Le pacte du Vatican avec l'Islam, Giulio Meotti
04/10/2011

 

En exclusivité pour YnetNews : Un journaliste italien [non-juif] analyse la soumission du Vatican à l'islam politique.

Texte original anglais sur le site Israel News, 02 octobre 2011.


Traduction française : Menahem Macina

 

Cinq années ont passé depuis sa « leçon » controversée sur l'Islam à l'Université allemande de Regensbourg. Le 12 septembre 2006, Joseph Ratzinger [Benoît XVI], avait affirmé que le dieu des musulmans était à la fois transcendant et déraisonnable et il avait sévèrement condamné le djihad et l'usage de la violence au nom du Coran. C'est le seul événement public au cours duquel un Pape a dit la vérité sur quelques aspects de la religion islamique.

Benoît XVI s'est posé en acteur central de l'ère post 11-Septembre. Son discours contre le lien entre religion et violence, caractéristique de l'islam d'aujourd'hui, n'était ni une erreur, ni un faux pas, malgré ce qu'ont alors affirmé quelques observateurs. C'était, au contraire, une vigoureuse attaque contre certains aspects du fanatisme islamique.

La réaction au discours du pape fut un spectacle familier : menaces, émeutes et violence. Depuis les dirigeants religieux de la majorité des pays musulmans jusqu'au New York Times, tous exigèrent du pape qu'il s'excuse. Dans les régions [à minorités] palestiniennes, des églises furent attaquées et des chrétiens pris pour cibles. Dans la capitale somalienne, Mogadiscio, une religieuse italienne fut exécutée. En Iraq, Amer Iskander, un prêtre orthodoxe, fut décapité et amputé des bras.

Dans les milieux islamiques, Ratzinger fut dépeint comme Dracula. Il fut l'objet de plusieurs menaces de mort : « Abattez-le ! », « porc serviteur de la croix », « odieux malfaisant », « qu'Allah le maudisse ! », « vampire suceur de sang », et ainsi de suite. Le plus haut représentant islamique de Turquie, Ali Bardakoglu, déclara que le discours de Ratzinger était rempli d'hostilité et de haine ». L'organisation des Frères Musulmans en Egypte promit des « réactions pires que celles qu'avaient déclenchées les caricatures danoises ».

Le Pape Benoît XVI (Photo: AP)

L'Ayatollah suprême de l'Iran, Ali Khameini, accusa le Pape de faire partie de la « conspiration des Croisés ». Mis sous pression et dans le but de faire cesser toute future violence, le pape présenta ses excuses.

Récemment, Benoît XVI a fait une nouvelle visite dans son Allemagne natale, mais, cette fois, avec un ordre du jour différent. Cinq ans après [la tempête de Regensburg], le Vatican a adopté une ligne pro-Islam et a capitulé devant les fondamentalistes. Dans un livre récent écrit par le journaliste allemand Peter Sewald, le Pape Ratzinger a exprimé des « regrets » pour sa lecture de Regensburg. Le Secrétaire d'Etat du Vatican, Tarciso Bertone, a enterré la leçon papale comme une « relique archéologique ».

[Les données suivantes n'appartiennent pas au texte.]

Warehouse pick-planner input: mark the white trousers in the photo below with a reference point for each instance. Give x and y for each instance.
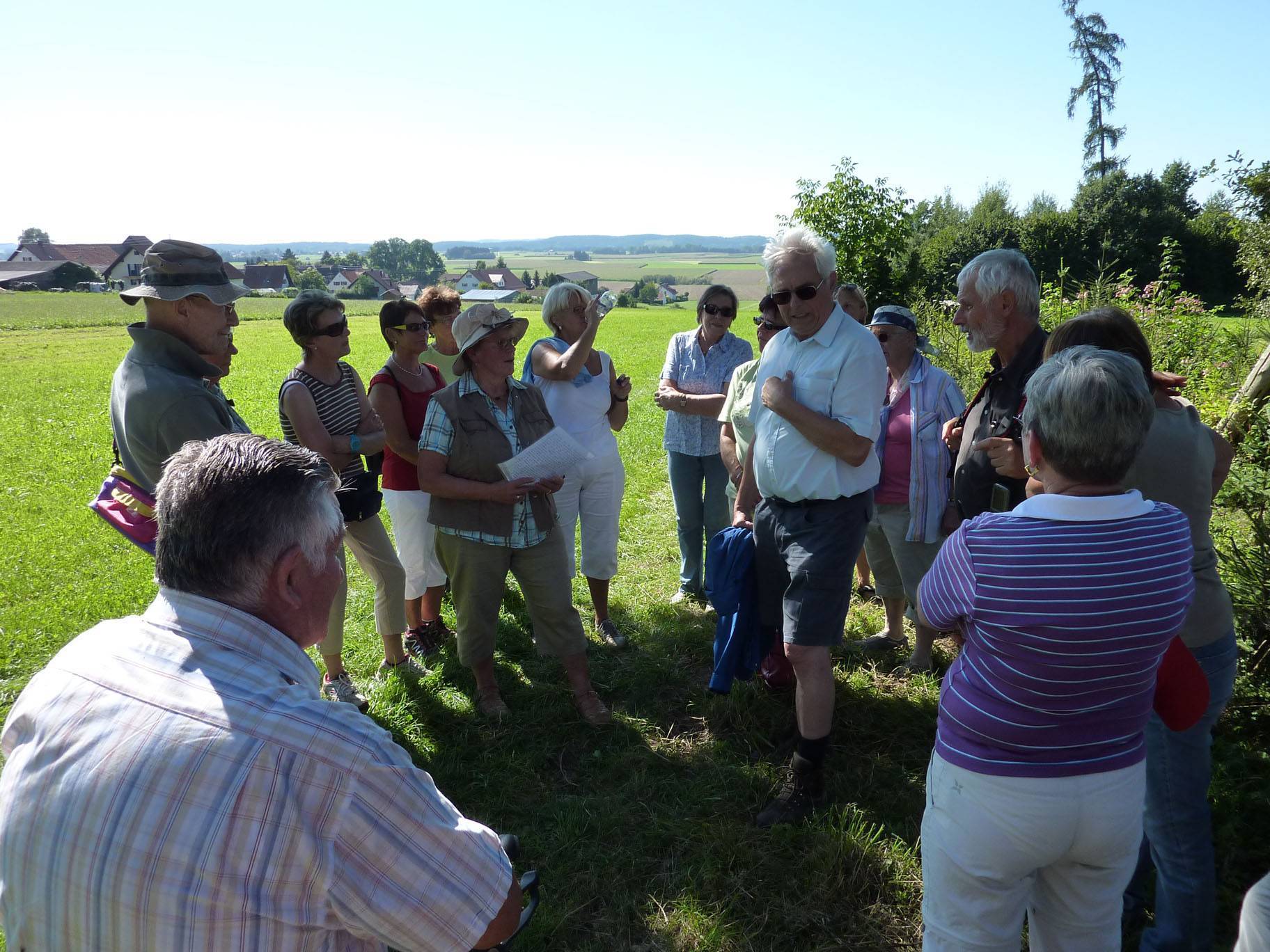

« Les positions par défaut à l'égard de l'islam militant, rappellent aujourd'hui fâcheusement celles de la diplomatie vaticane à l'égard du communisme durant les 25 ans de la Guerre froide »,

écrit Georges Weigel, un auteur américain majeur qui écrit sur le Vatican. Le nouvel ordre du jour du Vatican vise à

« parvenir à des accommodements politiques avec les Etats islamiques et renonce à une condamnation publique énergique de l'idéologie djihadiste islamique. »


Une ligne conciliatrice


Après Regensburg, le Vatican a adopté une ligne conciliatrice. Le cardinal Jean-Louis Tauran, connu pour sa position favorable à l'islam, a été mis par le Pape à la tête du Conseil Pontifical pour le Dialogue Interreligieux.

En réalité, le dialogue avec les mollahs d'Iran est primordial dans cette nouvelle ligne vaticane. Récemment, une délégation de clercs de l'Assemblée Consultative Islamique de l'Iran est venue en visite au Vatican pour rencontrer de hauts responsables catholiques.

En juin [2011], le Vatican a envoyé à Téhéran l'archevêque Edmond Farhat, représentant officiel de la politique vaticane, pour qu'il participe à une conférence « internationale [consacrée à] une campagne mondiale contre le terrorisme ». A l'automne dernier, des représentants du Vatican ont rencontré des dirigeants musulmans du monde entier à Téhéran pour « un dialogue interreligieux de trois jours ». A Téhéran, le cardinal Tauran a loué l'« esprit de cordialité » de l'Iran et l'« amical Ahmadinejad ».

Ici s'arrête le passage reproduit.